The doctors told him he needed a pacemaker but that he couldn’t get one until he moved out of his van and into housing, where he could recover in a stable environment.
One of the first things he did when he moved into his apartment this month was contact his doctor about a pacemaker. He’s still waiting to get one.
“Sometimes, I’m afraid to fall asleep at night,” he said.
He might have received it months ago if a respite bed had been available. Both Kravitz and Spinelli are working on ways to incorporate respite beds into shelters.
Although these likely won’t include a primary care clinic like at Evergreen Crossing, Wilhelms said something similar could be created by organizations collaborating in the same facility, with a mix of public and hospital funding.
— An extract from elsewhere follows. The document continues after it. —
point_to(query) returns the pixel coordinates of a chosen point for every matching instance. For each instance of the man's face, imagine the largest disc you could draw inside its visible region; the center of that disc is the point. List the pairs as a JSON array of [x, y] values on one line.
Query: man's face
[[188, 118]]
Spinelli hopes to collaborate with hospitals in the future.
“We’re kind of seeing failures of the health care system being dumped on homeless services,” Spinelli said. “If we can just meet that need and then have those two systems work together, then we could much more rapidly get people indoors in safer conditions where they’re not aging into chronic homelessness.”
Columbian reporter Chrissy Booker contributed to this report.